TPL was included in NAFTA as a compromise for adopting the yarn-forward rules of origin in the agreement. Before NAFTA, the US-Canada trade agreement adopted the less restrictive fabric-forward rules of origin.

The TPL mechanism has played a critical role in facilitating the textile and apparel (T&A) trade and production collaboration between the United States and Canada, in particular, the export of Canada’s wool suits to the United States and the U.S. cotton or man-made fiber apparel to Canada. Statistics from the Office of Textiles and Apparel (OTEXA) show that in 2016 more than 70% of the value of Canada’s apparel exports to the United States under NAFTA utilized the TPL provision, including almost all wool apparel products. Over the same period, the TPL fulfillment rate for U.S. cotton or man-made fiber apparel exports to Canada reached 100%, suggesting a high utilization of the TPL mechanism by U.S. apparel firms too (Global Affairs Canada, 2017).

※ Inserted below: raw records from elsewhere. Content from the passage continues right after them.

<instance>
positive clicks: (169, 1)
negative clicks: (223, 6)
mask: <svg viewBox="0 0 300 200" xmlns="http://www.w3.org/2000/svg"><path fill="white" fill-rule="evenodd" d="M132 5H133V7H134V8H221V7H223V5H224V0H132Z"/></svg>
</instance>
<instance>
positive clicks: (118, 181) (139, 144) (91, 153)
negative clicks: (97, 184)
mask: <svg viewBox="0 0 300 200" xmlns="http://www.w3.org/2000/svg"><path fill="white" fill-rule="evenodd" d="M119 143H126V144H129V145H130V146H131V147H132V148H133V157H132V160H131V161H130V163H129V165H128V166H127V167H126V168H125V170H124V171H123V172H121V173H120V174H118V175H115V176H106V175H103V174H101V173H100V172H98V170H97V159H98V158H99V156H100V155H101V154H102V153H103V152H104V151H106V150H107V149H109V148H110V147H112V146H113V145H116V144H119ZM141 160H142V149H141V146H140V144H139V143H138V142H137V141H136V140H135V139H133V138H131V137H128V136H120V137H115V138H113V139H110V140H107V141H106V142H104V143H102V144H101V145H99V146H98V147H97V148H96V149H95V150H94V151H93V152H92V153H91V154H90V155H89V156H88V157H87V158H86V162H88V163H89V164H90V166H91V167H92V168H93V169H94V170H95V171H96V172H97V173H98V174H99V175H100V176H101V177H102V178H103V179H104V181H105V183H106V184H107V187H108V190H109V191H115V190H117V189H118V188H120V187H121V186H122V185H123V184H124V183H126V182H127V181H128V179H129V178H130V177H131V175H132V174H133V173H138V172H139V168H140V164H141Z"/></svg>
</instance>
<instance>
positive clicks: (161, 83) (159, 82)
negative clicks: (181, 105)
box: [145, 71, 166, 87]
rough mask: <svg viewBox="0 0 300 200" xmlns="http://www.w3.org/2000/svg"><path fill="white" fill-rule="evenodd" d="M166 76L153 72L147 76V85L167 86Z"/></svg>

Several studies argue that without the TPL mechanism, the U.S.-Canada bilateral T&A trade volume could be in much smaller scale (USITC, 2016). Notably, garments assembled in the United States and Canada often contained non-NAFTA originating textile inputs, which failed them to meet the “yarn-forward” rules of origin typically required for the preferential duty treatment under NAFTA.